Disclaimer: What I am about to comment on is something I have struggled with in the past and if I don’t stay on guard, I am prone to fall for again.

The following is an observation. It’s something I have seen as long as I’ve been alive. This past weekend, my social feeds were crammed with a non-stop barrage of comments on Kanye West’s newest release, Jesus Is King. The comments were largely astonishment, enthusiasm, and praise. Only recently has Kanye come out with a statement of belief in God and a mentor has come out and spoken about his conversion experience. The Christian community has long dreamed of a celebrity coming out with a profession of faith. There is a rush to accept it without giving it some time to see fruit.

When I was a child of the 80’s and 90’s being raised in a conservative environment, there were times a friend would tell me that Ozzy Osbourne or Gene Simmons of KISS had become a Christian. I would be ecstatic and spread the unfounded story to everyone (since I didn’t have internet or social media to verify or spread this new revelation). Also, we would have fantasies over celebrities we wish would get saved. Of course, our view was, “If they become a Christian, everyone else will want to become one as well!” We believed the impact of one celebrity was enough to change everything.

I still see this happening today. As we have seen with Justin Bieber, Bob Dylan, Kanye West and many others, when a celebrity makes a profession of faith, we elevate and promote it at an unhealthy rate. This is dangerous for several reasons.

One, it places unnecessary and unhealthy stress on the person making the profession. Imagine, after years of not following Christ, that you finally accept his gift of salvation. All of the sudden, the community that you joined expects the world to turn dramatically because of your profession. They demand you get out there and do interviews, concerts, speaking engagements and more. You are just figuring out the basics of following Jesus and have so much in your life to still deal with, and now you are the “team captain.” Who would want that pressure? How wrong of us to think one person’s conversion, no matter how popular or powerful they may be, will save the world. That job was already taken.

The second danger is that we unintentionally say this conversion is different than our own (better, more significant) and somehow gives our beliefs more credit than they had before. I think back to being an unpopular kid in my middle school. If one of the jocks or popular kids shared that they liked something I liked (music, movie, etc.), all the sudden, I felt some validation. I believed that somehow because of their mutual interest, I was now more popular or valuable in the eyes of the entire school. I wasn’t. I didn’t need their mutual interest to validate me. In Christianity, we often feel that way. If the celebrity accepted Christ, I now believe Christianity has more power and credibility in the world. The gospel doesn’t need celebrity to make it more credible!

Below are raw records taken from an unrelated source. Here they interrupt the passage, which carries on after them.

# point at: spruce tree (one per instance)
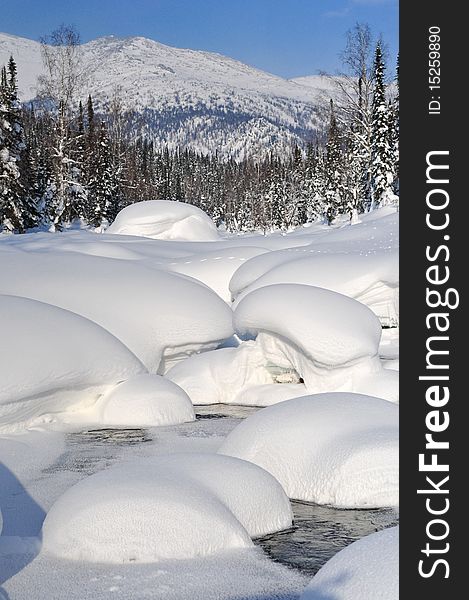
(16, 208)
(382, 163)
(333, 170)
(102, 184)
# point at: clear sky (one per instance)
(286, 37)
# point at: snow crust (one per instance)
(339, 449)
(172, 507)
(330, 340)
(368, 568)
(165, 220)
(52, 360)
(372, 279)
(145, 401)
(219, 376)
(161, 317)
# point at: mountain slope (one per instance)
(187, 97)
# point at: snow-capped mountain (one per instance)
(189, 97)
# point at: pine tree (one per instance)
(102, 183)
(16, 207)
(333, 170)
(382, 163)
(395, 132)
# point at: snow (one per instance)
(54, 361)
(145, 401)
(372, 279)
(218, 377)
(165, 220)
(175, 507)
(366, 569)
(117, 335)
(330, 340)
(192, 98)
(339, 449)
(126, 298)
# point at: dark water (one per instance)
(319, 532)
(224, 411)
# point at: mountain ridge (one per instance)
(184, 97)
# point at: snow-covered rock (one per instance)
(365, 570)
(172, 507)
(338, 449)
(330, 340)
(219, 376)
(52, 360)
(214, 268)
(145, 401)
(269, 393)
(161, 317)
(165, 220)
(372, 279)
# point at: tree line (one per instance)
(62, 161)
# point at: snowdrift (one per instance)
(161, 317)
(338, 449)
(146, 401)
(372, 279)
(218, 376)
(330, 340)
(165, 220)
(172, 507)
(367, 569)
(52, 360)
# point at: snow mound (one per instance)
(338, 449)
(327, 327)
(165, 220)
(214, 268)
(219, 376)
(146, 401)
(372, 279)
(161, 317)
(172, 507)
(53, 359)
(330, 340)
(367, 569)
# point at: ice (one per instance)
(174, 507)
(367, 569)
(145, 401)
(53, 360)
(339, 449)
(165, 220)
(268, 394)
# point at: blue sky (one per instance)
(286, 37)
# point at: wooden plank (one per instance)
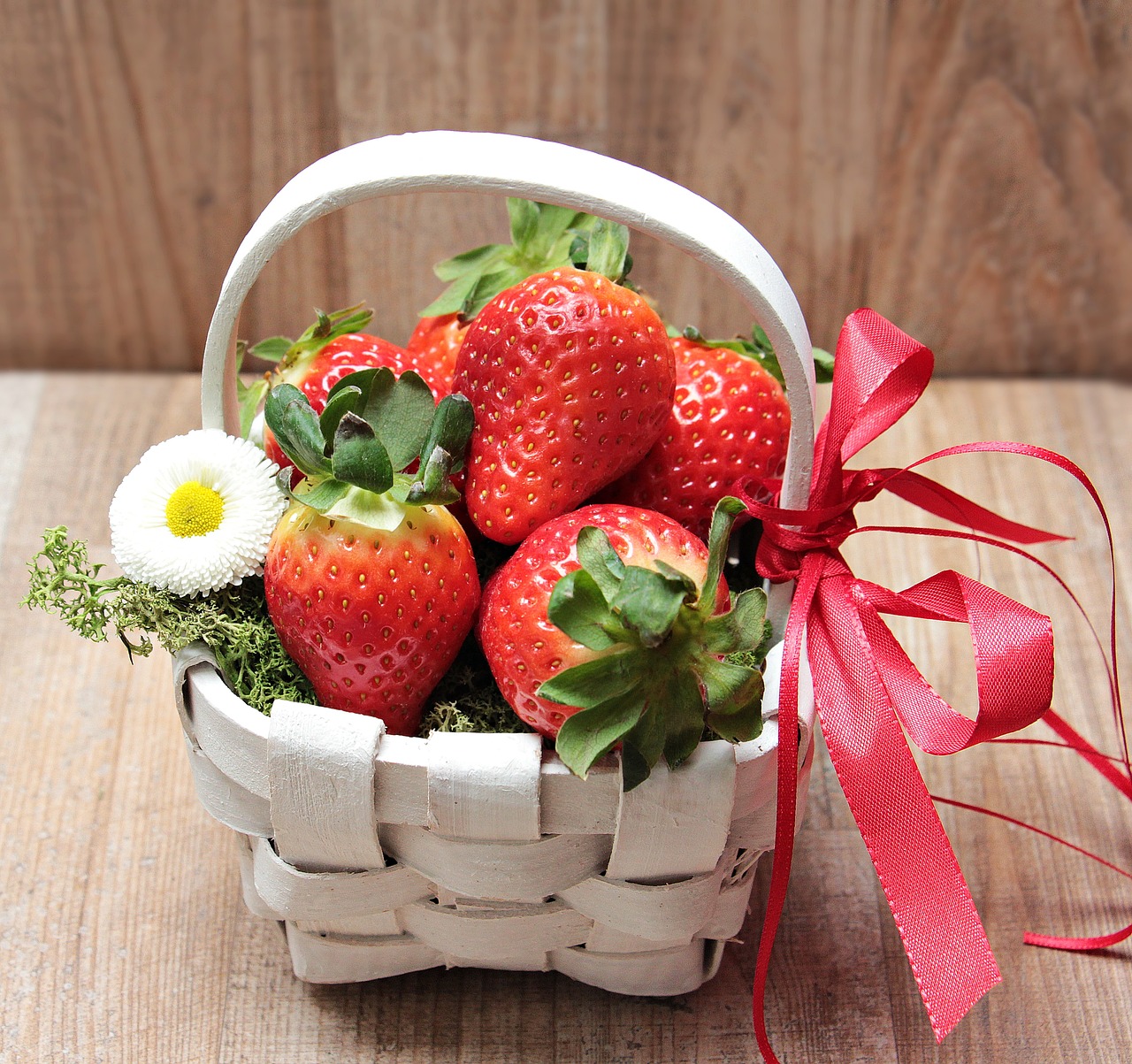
(960, 166)
(122, 935)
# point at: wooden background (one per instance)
(963, 166)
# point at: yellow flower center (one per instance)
(194, 509)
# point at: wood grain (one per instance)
(122, 934)
(963, 168)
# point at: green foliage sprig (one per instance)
(233, 622)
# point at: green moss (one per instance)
(233, 623)
(468, 700)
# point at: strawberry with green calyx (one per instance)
(291, 358)
(433, 345)
(371, 582)
(572, 377)
(326, 352)
(729, 419)
(760, 348)
(544, 237)
(598, 651)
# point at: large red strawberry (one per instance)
(371, 582)
(433, 347)
(331, 348)
(729, 419)
(610, 625)
(572, 377)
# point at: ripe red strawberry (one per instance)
(609, 625)
(371, 642)
(570, 377)
(433, 347)
(729, 419)
(331, 348)
(371, 582)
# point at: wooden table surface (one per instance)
(122, 934)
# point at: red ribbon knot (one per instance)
(868, 691)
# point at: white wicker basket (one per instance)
(384, 854)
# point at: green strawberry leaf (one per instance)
(433, 485)
(685, 718)
(524, 221)
(319, 498)
(454, 298)
(591, 733)
(249, 397)
(647, 602)
(401, 412)
(635, 769)
(729, 687)
(580, 609)
(593, 682)
(346, 400)
(740, 727)
(597, 555)
(290, 417)
(467, 263)
(609, 245)
(272, 350)
(759, 348)
(723, 521)
(740, 627)
(359, 456)
(542, 237)
(675, 574)
(451, 429)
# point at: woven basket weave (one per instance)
(384, 854)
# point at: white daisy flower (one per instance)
(196, 513)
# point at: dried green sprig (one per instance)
(233, 622)
(468, 700)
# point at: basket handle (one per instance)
(541, 170)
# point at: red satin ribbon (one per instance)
(869, 694)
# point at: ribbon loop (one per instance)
(868, 692)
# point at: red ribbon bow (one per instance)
(868, 692)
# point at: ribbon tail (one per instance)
(787, 795)
(930, 902)
(1067, 731)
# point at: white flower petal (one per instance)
(234, 469)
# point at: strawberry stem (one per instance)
(659, 678)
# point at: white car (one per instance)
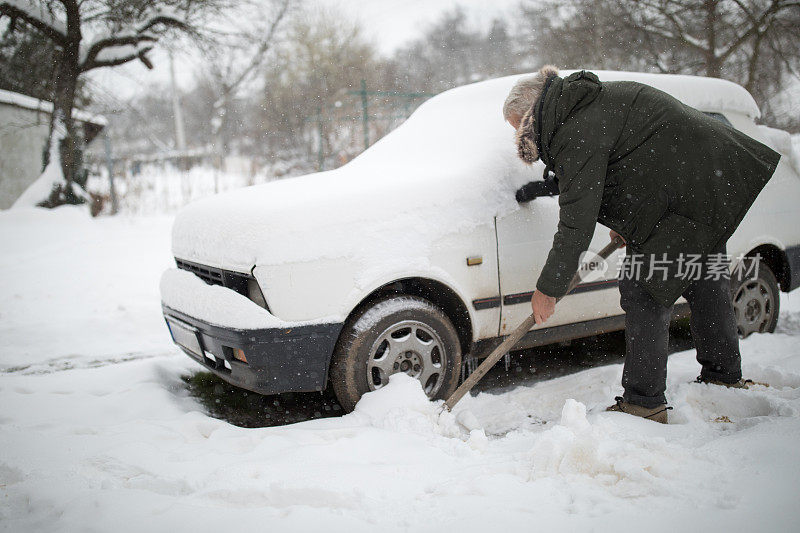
(415, 256)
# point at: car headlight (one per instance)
(254, 293)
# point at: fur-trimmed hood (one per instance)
(527, 147)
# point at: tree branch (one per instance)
(258, 57)
(140, 54)
(135, 38)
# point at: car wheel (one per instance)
(398, 334)
(756, 299)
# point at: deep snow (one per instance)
(98, 433)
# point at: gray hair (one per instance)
(526, 91)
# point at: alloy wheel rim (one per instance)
(411, 347)
(754, 306)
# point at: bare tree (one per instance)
(120, 31)
(234, 61)
(752, 42)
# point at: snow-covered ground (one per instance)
(98, 433)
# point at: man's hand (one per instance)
(613, 234)
(543, 306)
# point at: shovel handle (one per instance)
(517, 334)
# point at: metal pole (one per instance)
(110, 167)
(366, 113)
(320, 154)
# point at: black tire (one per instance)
(756, 299)
(358, 359)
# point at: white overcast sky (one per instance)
(388, 23)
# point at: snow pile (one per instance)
(620, 456)
(402, 406)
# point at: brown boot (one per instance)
(741, 384)
(656, 414)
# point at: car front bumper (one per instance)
(290, 359)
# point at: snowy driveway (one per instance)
(98, 433)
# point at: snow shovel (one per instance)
(517, 334)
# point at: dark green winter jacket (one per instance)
(665, 176)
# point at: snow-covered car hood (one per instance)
(451, 166)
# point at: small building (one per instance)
(24, 127)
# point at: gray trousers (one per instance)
(714, 332)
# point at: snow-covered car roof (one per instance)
(450, 167)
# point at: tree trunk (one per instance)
(713, 63)
(70, 149)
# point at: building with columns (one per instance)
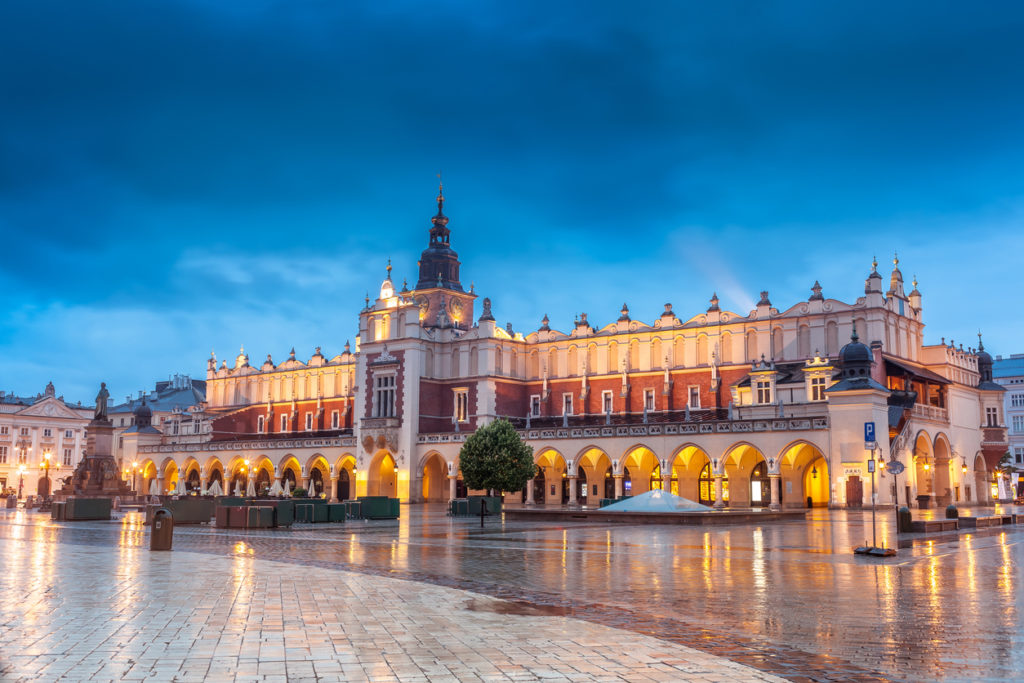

Thirdly, if the celebrity profession is not genuine, we weaken our faith and testimony to the outside world when they abandon it. We spend our time promoting their newfound faith only to watch them walk away and turn on it. The unchurched world chuckles. They know how much weight we placed on the testimony and they see someone not being changed by it.

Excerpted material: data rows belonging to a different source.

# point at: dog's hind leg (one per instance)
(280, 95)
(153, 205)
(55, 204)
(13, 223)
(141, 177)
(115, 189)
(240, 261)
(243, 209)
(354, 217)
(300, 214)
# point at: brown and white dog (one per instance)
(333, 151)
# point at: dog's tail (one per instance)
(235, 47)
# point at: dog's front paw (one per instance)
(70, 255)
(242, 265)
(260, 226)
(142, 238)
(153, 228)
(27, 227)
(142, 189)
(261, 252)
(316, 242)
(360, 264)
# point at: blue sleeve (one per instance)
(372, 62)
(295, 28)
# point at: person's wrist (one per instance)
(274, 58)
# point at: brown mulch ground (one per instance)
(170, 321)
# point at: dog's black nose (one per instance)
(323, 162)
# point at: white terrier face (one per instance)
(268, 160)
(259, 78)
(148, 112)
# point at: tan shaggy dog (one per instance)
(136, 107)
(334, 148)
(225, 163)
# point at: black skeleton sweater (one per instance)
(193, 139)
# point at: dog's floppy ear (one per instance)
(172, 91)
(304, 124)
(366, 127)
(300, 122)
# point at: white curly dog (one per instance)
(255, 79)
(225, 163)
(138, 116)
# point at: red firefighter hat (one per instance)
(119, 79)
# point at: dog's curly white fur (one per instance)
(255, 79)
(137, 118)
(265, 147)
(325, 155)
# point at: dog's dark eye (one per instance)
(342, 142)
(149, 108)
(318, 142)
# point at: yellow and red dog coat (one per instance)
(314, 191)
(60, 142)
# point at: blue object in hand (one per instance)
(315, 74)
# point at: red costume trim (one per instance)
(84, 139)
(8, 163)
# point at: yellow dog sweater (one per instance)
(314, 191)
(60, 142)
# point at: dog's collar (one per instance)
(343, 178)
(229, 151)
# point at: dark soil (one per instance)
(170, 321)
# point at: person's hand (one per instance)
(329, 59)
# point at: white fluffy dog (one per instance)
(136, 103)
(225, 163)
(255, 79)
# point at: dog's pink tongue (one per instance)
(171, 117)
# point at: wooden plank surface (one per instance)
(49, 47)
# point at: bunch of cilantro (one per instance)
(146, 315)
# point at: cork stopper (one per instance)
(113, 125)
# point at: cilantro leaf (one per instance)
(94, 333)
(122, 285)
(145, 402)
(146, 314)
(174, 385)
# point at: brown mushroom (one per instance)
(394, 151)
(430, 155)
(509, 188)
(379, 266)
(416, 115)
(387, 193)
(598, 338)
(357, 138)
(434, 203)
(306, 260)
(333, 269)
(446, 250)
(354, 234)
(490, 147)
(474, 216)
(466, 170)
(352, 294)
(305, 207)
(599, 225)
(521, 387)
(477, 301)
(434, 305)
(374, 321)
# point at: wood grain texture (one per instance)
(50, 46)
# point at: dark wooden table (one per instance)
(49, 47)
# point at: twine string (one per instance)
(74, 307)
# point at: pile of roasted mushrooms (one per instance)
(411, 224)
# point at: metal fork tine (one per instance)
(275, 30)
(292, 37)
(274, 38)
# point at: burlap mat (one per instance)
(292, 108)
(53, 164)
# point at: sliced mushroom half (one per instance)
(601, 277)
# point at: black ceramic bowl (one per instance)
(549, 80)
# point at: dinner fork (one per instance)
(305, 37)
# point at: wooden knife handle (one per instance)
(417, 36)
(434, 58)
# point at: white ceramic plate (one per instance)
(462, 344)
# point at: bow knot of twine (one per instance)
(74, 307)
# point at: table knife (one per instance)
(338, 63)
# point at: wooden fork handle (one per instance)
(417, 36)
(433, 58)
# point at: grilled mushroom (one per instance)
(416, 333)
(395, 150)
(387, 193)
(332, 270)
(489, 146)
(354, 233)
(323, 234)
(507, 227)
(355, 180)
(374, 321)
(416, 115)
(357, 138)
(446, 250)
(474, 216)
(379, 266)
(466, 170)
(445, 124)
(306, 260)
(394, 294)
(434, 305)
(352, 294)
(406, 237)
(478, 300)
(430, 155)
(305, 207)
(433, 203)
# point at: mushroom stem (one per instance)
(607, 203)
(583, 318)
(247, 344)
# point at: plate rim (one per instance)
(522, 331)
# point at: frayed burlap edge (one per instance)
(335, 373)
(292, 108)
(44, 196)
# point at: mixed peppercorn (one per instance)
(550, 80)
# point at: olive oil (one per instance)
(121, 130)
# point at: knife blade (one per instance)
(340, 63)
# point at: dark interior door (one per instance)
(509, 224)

One cautionary tale about this from my high school years involved a heavy metal musician named Roger. His band was game-changing in the Christian music world. It was the hardest metal I had ever heard, and the lyrics were solid and grounded. I saw an interview with Roger. He was sharp and articulate in his defense of his young faith. He was touted all over the Christian metal world as a dynamic believer. He was given stages to speak his faith, celebrity treatment and was not given the time to be grounded in his faith even more. The church took advantage of him because it gave some feeling of validation. Eventually, the cracks started showing. Roger had never been fully discipled and within 10 years was professing himself an atheist. It was a classic representation of us taking advantage of celebrity professions to validate our faith.

When a celebrity or powerful person makes a profession, we need to celebrate. We also need to pause a moment. Not that we doubt God did a work in their lives, but to protect them and allow them to grow before they are thrown in the public eye with a faith they still barely understand. It was not uncommon for the early church to make a new convert wait three years before they were allowed to be baptized. There was a stress on the authenticity of the salvation experience. I’m not recommending we wait three years before a testimony is given by someone well-known, but I am saying- let’s wait and see what happens. And let’s remember, Christ validates the gospel, no one else.

Closing Note: “…He must not be a recent convert, or he may become conceited and fall under the same judgment as the devil.” 1 Timothy 3:6 – though referring to the position of elder in a church, has a deeper principal to it- younger believers can easily fall. If we are responsible mature Christians, we would be well advised to protect them.